Le parole di Giovanni sorpresero e spaventarono Cristina.
– Non so cosa dire… Mi spiace… forse dopo essere stata con te per tutti questi anni non ci metto più l’impegno di una volta. Ma è involontario, ti assicuro, mi spiace, scusami.
– No, hai ragione. Scusami tu se ho avuto uno scatto di nervi. È che è doloroso vederti così entusiasta per Lucio e così annoiata con me…
– Ho capito le tue preoccupazioni. Stai tranquillo, non succederà più, ci starò attenta. Ma allora chissà cosa avrai pensato quando lui… quando ha cominciato a…

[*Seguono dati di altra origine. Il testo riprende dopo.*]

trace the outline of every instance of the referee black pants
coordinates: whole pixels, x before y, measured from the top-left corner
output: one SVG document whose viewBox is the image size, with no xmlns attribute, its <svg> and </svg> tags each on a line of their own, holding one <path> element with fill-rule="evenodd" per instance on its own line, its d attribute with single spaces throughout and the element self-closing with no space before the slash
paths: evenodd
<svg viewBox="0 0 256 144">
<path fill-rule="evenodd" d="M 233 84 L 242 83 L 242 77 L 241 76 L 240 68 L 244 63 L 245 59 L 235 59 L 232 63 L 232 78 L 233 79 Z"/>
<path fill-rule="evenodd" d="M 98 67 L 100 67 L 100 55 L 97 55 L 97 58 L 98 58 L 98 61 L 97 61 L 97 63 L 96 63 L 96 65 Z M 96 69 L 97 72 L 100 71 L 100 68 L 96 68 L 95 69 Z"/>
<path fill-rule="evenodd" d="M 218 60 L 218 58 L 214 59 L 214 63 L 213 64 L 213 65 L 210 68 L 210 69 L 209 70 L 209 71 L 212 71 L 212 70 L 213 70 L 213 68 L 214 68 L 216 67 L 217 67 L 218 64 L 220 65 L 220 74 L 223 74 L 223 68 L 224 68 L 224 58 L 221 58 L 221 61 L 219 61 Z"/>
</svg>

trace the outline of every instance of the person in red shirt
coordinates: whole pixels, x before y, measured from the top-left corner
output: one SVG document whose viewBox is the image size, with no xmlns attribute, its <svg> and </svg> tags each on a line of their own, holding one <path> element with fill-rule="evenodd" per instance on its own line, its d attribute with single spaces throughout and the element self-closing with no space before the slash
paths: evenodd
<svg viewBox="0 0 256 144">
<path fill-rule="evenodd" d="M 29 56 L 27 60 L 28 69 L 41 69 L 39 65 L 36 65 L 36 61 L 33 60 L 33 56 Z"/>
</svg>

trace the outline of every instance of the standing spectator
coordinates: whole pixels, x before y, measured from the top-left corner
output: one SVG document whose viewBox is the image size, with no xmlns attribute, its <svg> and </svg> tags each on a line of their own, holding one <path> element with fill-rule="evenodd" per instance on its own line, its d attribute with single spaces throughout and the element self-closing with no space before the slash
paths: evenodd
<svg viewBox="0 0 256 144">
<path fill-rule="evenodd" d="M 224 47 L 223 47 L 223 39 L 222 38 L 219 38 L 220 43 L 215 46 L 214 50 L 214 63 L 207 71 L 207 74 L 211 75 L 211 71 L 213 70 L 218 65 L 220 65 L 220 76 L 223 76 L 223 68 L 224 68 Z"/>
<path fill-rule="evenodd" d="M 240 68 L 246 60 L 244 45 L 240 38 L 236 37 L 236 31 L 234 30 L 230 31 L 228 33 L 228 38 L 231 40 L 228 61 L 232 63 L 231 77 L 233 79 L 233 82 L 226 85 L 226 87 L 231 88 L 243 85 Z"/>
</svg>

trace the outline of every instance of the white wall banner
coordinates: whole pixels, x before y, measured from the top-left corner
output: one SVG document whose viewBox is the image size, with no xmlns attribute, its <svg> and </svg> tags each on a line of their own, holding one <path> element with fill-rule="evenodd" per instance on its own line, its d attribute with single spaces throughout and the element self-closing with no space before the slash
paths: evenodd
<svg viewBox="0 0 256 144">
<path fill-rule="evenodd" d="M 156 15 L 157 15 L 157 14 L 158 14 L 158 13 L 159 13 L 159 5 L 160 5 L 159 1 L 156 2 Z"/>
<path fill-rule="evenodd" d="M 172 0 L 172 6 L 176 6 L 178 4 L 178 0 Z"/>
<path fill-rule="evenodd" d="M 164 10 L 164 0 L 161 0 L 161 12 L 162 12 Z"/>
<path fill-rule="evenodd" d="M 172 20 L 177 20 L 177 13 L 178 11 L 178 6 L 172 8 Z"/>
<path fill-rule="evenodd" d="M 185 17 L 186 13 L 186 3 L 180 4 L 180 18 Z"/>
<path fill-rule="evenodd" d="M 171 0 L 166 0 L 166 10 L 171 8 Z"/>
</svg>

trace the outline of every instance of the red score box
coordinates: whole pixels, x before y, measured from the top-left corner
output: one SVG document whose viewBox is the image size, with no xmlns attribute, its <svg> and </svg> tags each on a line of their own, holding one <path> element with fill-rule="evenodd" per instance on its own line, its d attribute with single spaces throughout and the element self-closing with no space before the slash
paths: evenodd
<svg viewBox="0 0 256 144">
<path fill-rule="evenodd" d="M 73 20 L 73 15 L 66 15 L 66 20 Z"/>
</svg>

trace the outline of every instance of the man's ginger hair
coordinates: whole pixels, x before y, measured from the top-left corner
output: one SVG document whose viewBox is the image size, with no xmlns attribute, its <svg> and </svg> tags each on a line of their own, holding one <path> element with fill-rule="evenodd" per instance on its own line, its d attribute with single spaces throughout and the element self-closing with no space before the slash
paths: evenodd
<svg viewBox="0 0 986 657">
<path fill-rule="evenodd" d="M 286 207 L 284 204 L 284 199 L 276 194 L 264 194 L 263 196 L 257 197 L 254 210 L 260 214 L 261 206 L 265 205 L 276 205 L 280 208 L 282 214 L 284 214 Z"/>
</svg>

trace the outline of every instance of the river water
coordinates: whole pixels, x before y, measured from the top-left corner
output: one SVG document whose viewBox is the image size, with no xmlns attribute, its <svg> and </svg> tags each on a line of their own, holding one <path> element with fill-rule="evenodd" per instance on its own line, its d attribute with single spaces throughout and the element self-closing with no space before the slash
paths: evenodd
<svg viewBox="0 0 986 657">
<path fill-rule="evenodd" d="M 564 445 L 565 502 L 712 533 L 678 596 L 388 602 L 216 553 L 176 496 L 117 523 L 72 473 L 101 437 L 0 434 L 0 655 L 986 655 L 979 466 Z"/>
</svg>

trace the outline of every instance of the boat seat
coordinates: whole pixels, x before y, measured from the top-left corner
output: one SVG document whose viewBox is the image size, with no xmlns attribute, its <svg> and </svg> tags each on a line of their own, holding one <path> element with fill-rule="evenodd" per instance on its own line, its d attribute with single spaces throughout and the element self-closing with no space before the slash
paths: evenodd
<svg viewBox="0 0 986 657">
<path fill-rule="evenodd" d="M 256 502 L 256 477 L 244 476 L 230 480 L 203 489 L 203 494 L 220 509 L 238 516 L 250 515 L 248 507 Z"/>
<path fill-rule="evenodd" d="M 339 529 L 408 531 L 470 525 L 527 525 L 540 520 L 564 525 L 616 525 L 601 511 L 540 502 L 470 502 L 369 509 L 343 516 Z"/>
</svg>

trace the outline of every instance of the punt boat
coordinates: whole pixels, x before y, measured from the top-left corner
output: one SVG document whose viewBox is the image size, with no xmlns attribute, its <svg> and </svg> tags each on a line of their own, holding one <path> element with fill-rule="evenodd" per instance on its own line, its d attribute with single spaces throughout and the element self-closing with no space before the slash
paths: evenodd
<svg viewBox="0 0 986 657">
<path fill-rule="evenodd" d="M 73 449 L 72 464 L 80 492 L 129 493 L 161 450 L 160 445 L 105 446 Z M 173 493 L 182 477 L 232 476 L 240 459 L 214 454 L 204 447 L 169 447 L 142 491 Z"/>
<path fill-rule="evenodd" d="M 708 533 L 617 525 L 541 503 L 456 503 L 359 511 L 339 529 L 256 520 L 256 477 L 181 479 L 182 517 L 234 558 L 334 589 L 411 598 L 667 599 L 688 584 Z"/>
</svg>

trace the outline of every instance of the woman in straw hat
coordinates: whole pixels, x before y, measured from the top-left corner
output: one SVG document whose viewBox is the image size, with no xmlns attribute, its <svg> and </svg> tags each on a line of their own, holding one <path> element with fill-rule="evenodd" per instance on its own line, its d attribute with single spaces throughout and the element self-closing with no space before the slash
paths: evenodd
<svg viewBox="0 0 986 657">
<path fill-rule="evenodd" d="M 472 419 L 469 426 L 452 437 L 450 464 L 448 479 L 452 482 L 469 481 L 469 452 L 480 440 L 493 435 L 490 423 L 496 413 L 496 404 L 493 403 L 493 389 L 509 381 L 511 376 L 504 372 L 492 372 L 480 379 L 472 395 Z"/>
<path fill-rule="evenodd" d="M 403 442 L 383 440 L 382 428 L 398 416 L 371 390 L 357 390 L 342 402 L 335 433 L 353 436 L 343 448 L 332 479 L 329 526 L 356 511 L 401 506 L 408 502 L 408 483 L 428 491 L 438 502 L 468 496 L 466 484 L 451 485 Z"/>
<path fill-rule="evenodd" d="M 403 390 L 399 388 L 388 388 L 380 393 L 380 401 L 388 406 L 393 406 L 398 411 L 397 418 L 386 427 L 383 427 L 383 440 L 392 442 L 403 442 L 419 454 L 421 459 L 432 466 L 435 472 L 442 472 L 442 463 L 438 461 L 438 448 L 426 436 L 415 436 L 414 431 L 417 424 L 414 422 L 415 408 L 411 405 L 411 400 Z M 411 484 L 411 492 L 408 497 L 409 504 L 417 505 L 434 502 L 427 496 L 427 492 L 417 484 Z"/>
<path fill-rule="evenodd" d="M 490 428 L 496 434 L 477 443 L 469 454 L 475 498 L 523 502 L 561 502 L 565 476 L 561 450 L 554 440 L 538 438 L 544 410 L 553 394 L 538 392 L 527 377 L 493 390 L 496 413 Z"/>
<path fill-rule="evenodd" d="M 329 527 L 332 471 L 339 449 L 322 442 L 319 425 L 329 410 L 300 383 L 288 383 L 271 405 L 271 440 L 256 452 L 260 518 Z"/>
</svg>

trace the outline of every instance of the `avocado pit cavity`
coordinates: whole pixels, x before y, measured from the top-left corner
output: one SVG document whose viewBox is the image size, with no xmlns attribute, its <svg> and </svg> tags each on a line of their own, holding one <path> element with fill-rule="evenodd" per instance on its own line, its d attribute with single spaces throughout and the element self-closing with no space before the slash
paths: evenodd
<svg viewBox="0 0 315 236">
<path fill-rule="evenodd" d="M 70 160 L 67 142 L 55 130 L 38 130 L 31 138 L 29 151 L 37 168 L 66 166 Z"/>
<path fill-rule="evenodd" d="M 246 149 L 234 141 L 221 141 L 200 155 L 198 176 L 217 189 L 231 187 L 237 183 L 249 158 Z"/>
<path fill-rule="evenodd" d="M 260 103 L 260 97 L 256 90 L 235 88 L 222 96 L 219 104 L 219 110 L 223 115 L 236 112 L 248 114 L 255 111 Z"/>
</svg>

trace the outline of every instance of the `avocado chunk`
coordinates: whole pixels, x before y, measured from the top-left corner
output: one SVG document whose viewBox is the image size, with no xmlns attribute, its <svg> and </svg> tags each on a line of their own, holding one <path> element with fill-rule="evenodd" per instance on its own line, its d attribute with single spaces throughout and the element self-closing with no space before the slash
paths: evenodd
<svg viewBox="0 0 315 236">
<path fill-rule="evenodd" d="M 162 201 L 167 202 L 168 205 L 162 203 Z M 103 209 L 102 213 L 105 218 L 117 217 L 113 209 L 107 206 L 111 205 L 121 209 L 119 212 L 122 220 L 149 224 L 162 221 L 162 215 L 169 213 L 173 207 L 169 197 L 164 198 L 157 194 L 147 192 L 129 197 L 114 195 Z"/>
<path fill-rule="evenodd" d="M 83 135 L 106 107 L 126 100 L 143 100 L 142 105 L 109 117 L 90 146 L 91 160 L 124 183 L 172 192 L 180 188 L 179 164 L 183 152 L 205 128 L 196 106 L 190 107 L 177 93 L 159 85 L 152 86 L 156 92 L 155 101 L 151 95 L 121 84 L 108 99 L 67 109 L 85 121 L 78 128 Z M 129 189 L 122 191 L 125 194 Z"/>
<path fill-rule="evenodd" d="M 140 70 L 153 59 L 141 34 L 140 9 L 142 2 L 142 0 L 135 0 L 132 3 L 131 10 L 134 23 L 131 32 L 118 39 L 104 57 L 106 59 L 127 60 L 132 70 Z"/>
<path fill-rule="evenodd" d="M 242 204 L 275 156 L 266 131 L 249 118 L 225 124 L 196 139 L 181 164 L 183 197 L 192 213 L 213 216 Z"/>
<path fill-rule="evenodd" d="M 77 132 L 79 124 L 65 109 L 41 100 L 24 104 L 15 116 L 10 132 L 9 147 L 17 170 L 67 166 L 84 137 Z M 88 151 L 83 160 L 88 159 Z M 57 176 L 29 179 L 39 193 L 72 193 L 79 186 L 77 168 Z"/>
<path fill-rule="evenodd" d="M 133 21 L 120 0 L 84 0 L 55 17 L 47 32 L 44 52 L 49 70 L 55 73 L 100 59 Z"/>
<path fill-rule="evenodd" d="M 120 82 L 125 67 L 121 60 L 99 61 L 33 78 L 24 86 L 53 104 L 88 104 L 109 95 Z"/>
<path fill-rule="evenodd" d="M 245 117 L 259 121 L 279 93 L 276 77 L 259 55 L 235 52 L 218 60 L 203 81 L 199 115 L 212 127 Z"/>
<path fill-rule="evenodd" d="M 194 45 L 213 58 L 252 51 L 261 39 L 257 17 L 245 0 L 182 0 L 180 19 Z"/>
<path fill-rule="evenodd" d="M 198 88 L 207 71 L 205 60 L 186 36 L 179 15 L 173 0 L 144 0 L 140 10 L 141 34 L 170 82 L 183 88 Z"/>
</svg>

– Quando ti ha fatto sdraiare sul letto e si è sistemato tra le tue gambe aperte, vuoi dire?
– Esatto.
– Ero molto nervoso e preoccupato. E… anche un filo eccitato, devo confessare.
– Eccitato?
– Un pochino. Non so perché. Forse perché l’avevamo progettato da tanto tempo, noi due, con complicità… Avevo avuto tutto il tempo di pensarci, di immaginarmi come sarebbe stato… E anche tu avevi vissuto l’aspettativa e ti eri emozionata all’idea… Tutto quello che avevamo pianificato nelle settimane scorse e quanto era successo dal momento in cui Lucio era entrato dalla nostra porta conduceva inevitabilmente a questa conclusione. Non era lì per leccartela. Non era lì per farsi succhiare l’uccello. Quelli erano solo i preliminari a ciò che doveva succedere. Lui era lì per chiavarti e quando tu ti sei trovata sdraiata sul bordo del letto a gambe aperte e lui ha puntato il cazzo contro la fica ho capito che stava per succedere, che il momento era arrivato. Sì, ho provato una certa eccitazione.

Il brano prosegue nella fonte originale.